Self-defence law published


New legislation that will allow householders to use lethal force when defending themselves or their properties has been published today.

The Criminal Law (Defence and the Dwelling) Bill 2010 allows a homeowner, tenant or visitor to stand their ground when attacked by an intruder and specifically states there is no requirement for the person to retreat.

The Bill also states that reasonable force can result in the death of the intruder in certain circumstances.

Minister for Justice Dermot Ahern said: "I consider that an attack in the home has unique characteristics given the potentially emotive nature of an encounter between an intruder with criminal intent and the occupier wishing to defend his or her home or property and perhaps other family members".

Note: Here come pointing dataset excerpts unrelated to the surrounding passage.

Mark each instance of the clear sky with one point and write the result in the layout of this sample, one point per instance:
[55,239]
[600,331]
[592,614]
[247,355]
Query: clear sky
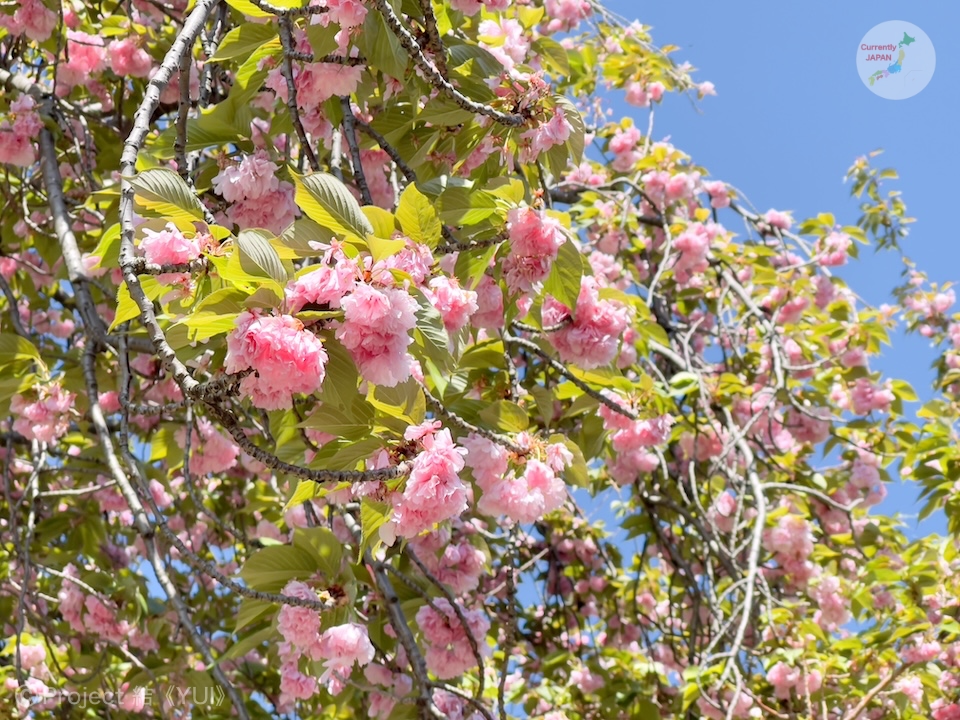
[790,116]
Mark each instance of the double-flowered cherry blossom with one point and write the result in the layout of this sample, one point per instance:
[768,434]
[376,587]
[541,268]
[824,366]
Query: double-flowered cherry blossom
[449,652]
[589,336]
[286,359]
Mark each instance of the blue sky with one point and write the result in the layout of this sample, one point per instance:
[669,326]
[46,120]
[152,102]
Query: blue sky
[790,116]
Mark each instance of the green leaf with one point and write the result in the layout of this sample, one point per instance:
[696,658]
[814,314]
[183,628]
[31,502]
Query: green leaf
[162,193]
[327,201]
[325,547]
[259,258]
[14,348]
[270,568]
[430,336]
[306,490]
[304,231]
[566,275]
[472,264]
[507,416]
[554,55]
[577,474]
[381,248]
[383,222]
[418,218]
[248,8]
[683,383]
[372,516]
[575,142]
[355,423]
[381,47]
[243,40]
[251,642]
[251,610]
[202,326]
[461,205]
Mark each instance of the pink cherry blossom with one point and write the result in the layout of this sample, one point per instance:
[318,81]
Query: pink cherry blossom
[169,247]
[566,14]
[87,56]
[867,397]
[718,192]
[45,419]
[833,606]
[32,19]
[723,512]
[255,177]
[457,565]
[505,39]
[524,499]
[778,219]
[18,131]
[128,59]
[211,451]
[318,82]
[489,313]
[286,358]
[448,651]
[921,652]
[591,337]
[434,491]
[455,304]
[694,246]
[912,687]
[535,239]
[322,285]
[832,250]
[299,626]
[341,647]
[376,330]
[275,210]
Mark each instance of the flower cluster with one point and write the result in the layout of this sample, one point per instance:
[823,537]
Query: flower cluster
[535,239]
[260,199]
[18,130]
[523,497]
[449,652]
[45,419]
[286,359]
[376,330]
[590,335]
[434,491]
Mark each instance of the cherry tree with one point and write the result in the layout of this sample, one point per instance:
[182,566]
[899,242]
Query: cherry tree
[356,364]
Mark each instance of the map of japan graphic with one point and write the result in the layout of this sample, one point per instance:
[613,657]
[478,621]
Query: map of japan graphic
[895,67]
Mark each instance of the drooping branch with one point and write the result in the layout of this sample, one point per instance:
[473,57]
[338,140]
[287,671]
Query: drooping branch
[350,132]
[410,44]
[286,67]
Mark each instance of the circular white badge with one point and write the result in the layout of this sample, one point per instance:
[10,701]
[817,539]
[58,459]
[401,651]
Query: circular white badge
[896,60]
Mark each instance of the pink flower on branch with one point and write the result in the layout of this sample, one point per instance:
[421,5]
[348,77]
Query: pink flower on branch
[286,359]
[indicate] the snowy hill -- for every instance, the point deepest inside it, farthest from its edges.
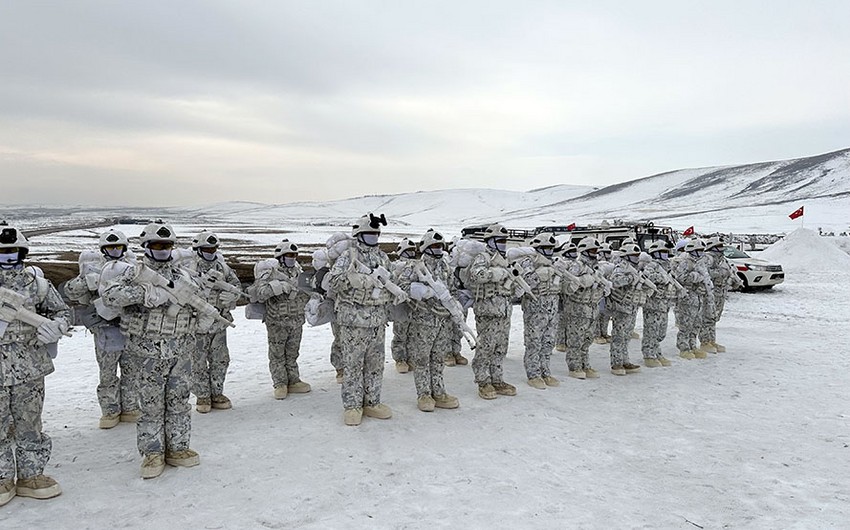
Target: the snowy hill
(744, 198)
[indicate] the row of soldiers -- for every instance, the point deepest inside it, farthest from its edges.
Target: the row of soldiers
(161, 323)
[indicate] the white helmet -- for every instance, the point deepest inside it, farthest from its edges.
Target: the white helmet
(11, 237)
(543, 239)
(112, 238)
(713, 242)
(630, 250)
(285, 247)
(157, 232)
(495, 230)
(404, 245)
(205, 239)
(587, 244)
(567, 248)
(368, 224)
(431, 238)
(694, 245)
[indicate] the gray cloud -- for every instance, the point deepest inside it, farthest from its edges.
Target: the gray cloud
(278, 101)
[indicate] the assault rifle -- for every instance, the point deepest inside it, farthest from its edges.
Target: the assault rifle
(181, 292)
(441, 291)
(381, 276)
(12, 308)
(516, 277)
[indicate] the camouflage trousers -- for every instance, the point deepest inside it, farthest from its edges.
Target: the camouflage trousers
(284, 349)
(115, 393)
(456, 340)
(209, 365)
(493, 336)
(166, 420)
(23, 447)
(622, 325)
(688, 318)
(654, 332)
(336, 349)
(580, 322)
(400, 345)
(363, 365)
(708, 330)
(540, 324)
(428, 346)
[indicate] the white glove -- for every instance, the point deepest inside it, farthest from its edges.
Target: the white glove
(155, 296)
(499, 274)
(544, 273)
(51, 331)
(279, 287)
(361, 281)
(420, 291)
(227, 298)
(92, 281)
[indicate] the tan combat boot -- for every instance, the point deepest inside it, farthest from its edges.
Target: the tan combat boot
(618, 370)
(487, 391)
(7, 490)
(130, 416)
(378, 411)
(38, 487)
(504, 389)
(426, 403)
(446, 401)
(184, 458)
(203, 405)
(152, 465)
(352, 417)
(108, 421)
(537, 382)
(221, 402)
(299, 387)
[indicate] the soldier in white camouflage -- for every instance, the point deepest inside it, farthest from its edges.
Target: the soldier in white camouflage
(277, 287)
(26, 352)
(605, 266)
(582, 307)
(690, 271)
(565, 254)
(540, 315)
(161, 333)
(361, 308)
(212, 357)
(431, 326)
(464, 297)
(722, 278)
(400, 344)
(491, 284)
(657, 307)
(628, 293)
(116, 392)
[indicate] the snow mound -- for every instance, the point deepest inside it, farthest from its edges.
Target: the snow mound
(804, 250)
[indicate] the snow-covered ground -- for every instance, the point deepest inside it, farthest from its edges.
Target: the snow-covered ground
(756, 437)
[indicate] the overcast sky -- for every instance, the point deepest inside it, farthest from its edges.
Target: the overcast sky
(194, 102)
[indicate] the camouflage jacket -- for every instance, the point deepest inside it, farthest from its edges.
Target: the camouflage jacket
(22, 357)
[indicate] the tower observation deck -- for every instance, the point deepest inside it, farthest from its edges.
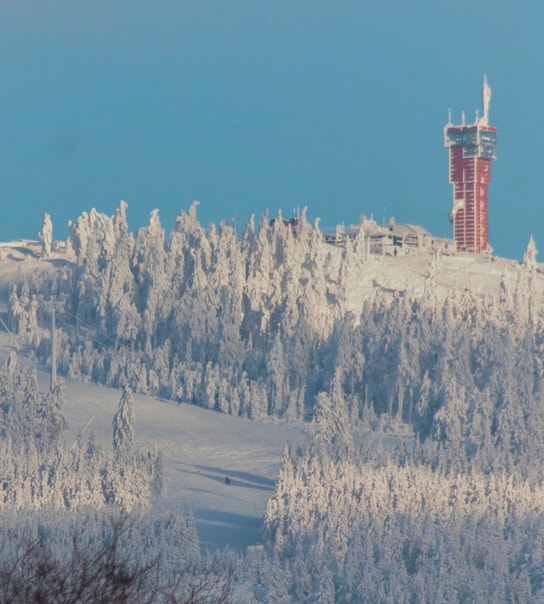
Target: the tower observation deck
(471, 149)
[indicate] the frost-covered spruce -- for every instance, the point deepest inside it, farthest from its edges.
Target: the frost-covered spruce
(123, 424)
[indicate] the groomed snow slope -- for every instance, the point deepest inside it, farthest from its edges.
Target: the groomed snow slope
(200, 448)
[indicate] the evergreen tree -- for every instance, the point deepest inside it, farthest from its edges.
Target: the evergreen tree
(123, 424)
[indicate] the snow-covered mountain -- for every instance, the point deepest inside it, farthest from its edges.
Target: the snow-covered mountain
(418, 377)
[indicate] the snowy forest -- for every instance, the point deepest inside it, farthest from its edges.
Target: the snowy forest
(262, 325)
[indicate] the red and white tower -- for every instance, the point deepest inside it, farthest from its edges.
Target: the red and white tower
(471, 149)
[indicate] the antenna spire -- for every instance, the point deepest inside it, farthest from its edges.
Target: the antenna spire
(486, 98)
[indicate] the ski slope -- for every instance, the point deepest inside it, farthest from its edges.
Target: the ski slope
(200, 447)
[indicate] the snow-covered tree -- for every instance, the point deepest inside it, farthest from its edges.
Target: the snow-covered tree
(46, 235)
(123, 424)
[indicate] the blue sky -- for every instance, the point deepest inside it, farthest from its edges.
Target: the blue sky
(247, 105)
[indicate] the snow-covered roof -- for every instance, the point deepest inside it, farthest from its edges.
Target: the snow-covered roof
(404, 229)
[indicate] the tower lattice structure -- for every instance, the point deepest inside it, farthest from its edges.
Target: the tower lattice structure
(471, 149)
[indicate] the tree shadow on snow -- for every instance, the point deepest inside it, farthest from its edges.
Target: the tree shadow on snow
(237, 478)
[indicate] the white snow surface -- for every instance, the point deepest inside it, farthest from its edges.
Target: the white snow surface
(201, 447)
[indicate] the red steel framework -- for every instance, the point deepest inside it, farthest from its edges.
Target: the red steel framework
(471, 149)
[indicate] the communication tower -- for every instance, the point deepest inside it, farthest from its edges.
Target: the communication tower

"This Bill is intended to give recognition to the unique circumstances which prevail when an intruder is being confronted in the place we all have a right to feel is a place of safety, that is our own home".

An occupier using justifiable force against an intruder won’t be liable for damages if the attacker subsequently sues in respect of any injury, loss or damage arising from such force, he added.

He rejected suggestions the new legislation was a licence to kill, saying any force would be decided by the court whether it was justifiable or not.

Fine Gael's justice spokesman Alan Shatter welcomed the publication of the Bill saying “this fundamental reform in our law has been required for many years”.

However, he said the publication of the Bill after the commencement of the summer recess meant it had no prospect of becoming law until late autumn.

The issue of whether a person could use lethal force in defending his or her home arose in the case of Co Mayo farmer Pádraig Nally, of Funshinaugh Cross, Claremorris, Co Mayo, who shot dead John “Frog” Ward in October 2004 in controversial circumstances.

Mr Nally claimed Mr Ward had come to his farm to rob him, and that he had shot him in self-defence.

He was jailed for six years for manslaughter. He served 11 months of that term before the case was taken to the Court of Criminal Appeal, where he was acquitted after it was accepted he had acted in self-defence.

The case prompted a major public debate about what level of force is reasonable in situations where people act to defend themselves from robbery or attack.

The Irish Council for Civil Liberties has said it will closely study the draft Bill in order to establish whether it is "human rights compliant".